Naturpark „Peninsula del Llevant“ auf Mallorca

Auf in die Ferne war mein Motto um einmal Bilder von Küsten machen zu können. Ich habe mich so gut es ging vorbereitet und bereits vor dem Flug einen Bereich auf der Insel Mallorca aus kundschaftet. An der nordöstlichen Seite der Insel gibt es den Naturpark „Peninsula del Llevant“. Schroffe Küste fast unberührt von der Zivilisation und nur ein kleiner Weg führt über eine löchrige Strasse runter zum Meer. Mein Mietwagen musste da einiges mit machen.

Unten angekommen entfaltete sich die ganze Schönheit der Natur. Die Küste fällt in dieser Region teils sehr flach zum Meer hin, an gewissen Stellen sind es aber hunderte von Meter, an welcher diese senkrecht abfällt. Das Gestein ist das spezielle an dieser Küste. Wenn man nach Norden hoch läuft, dann sieht man immer wieder die verschiedenen geologischen Schichten. Einmal sehr dunkles vulkanisches Gestein, dann wieder quer auflaufendes helles und ganz scharfes. Am ersten Tag war ich gleich nach meiner Ankunft runtergefahren uns konnte noch die letzten Sonnenstrahlen einfangen, welche das Gebiet in orange Farben tauchte. Viel Zeit blieb mir nicht, um gute Bilder einzufangen und dazu noch einen geeigneten Bereich zu finden für das morgen Shooting. Der Abend war wolkenlos und daher ergaben sich nicht die besten Bilder.
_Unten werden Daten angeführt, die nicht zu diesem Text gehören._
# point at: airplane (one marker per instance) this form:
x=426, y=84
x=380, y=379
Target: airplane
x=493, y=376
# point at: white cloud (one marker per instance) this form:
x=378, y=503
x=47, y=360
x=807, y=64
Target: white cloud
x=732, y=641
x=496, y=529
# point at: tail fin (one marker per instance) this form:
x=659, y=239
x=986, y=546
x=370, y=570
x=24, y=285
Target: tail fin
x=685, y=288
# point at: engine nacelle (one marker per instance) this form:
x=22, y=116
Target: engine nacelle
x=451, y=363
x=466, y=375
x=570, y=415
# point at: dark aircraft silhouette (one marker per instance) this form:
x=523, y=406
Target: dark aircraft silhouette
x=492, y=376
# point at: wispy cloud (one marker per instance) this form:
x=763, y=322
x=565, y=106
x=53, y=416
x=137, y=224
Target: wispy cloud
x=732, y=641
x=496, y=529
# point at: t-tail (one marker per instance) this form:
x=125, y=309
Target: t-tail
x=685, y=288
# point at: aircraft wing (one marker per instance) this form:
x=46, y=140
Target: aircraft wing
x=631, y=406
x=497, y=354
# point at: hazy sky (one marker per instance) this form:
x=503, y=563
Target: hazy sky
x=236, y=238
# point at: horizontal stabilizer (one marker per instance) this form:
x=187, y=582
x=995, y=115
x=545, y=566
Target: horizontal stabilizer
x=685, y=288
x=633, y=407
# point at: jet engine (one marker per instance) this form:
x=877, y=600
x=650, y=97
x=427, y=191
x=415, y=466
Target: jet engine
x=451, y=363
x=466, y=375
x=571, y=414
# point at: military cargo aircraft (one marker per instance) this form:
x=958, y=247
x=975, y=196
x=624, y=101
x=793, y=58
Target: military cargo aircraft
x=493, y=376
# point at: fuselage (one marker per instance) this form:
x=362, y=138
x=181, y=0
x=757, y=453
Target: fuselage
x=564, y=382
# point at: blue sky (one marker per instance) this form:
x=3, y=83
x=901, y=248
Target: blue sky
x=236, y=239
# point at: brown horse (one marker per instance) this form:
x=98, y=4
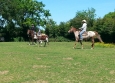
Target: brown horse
x=87, y=34
x=42, y=38
x=30, y=34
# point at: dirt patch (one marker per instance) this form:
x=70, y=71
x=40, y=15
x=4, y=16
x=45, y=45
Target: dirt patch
x=38, y=81
x=40, y=66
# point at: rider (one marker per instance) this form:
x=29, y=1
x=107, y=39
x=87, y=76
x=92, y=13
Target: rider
x=83, y=29
x=33, y=28
x=39, y=32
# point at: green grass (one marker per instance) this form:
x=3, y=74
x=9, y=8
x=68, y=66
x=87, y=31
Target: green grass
x=56, y=63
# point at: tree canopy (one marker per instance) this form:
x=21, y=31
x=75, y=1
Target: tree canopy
x=16, y=16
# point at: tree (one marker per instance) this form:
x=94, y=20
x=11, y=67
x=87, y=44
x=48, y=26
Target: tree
x=21, y=13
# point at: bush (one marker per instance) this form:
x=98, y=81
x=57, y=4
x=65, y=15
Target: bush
x=18, y=39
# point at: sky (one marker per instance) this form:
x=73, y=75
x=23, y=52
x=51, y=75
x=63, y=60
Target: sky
x=64, y=10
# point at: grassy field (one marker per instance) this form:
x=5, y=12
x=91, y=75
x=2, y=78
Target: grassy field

Am nächsten Morgen bin ich dann um 04:00 Uhr aufgestanden und nahm die stündige Fahrt in Angriff um eine Stunde vor Sonnenaufgang vor Ort zu sein. Als ich an der Küste angekommen bin, hat das morgendliche Glühen bereits begonnen und ich konnte ohne Taschenlampe an den am Vortag auskundschafteten Ort wandern. Leider zogen bereits düstere Wolken auf und es schien, als ob dieser Morgen nichts werden würde. Kurz bevor die Sonne den Horizont erreichte, ist ein Band zwischen Horizont und den Wolken frei geworden und es schien als ob es doch noch was werden würde.

Ich wechselte darauf den Standort und suchte nach einem interessanten Vordergrund der ins Bild aufgenommen werden konnte. Etwas weiter der Küste entlang wurde ich fündig, als ein Bereich von vulkanischem Gestein sich auftürmte.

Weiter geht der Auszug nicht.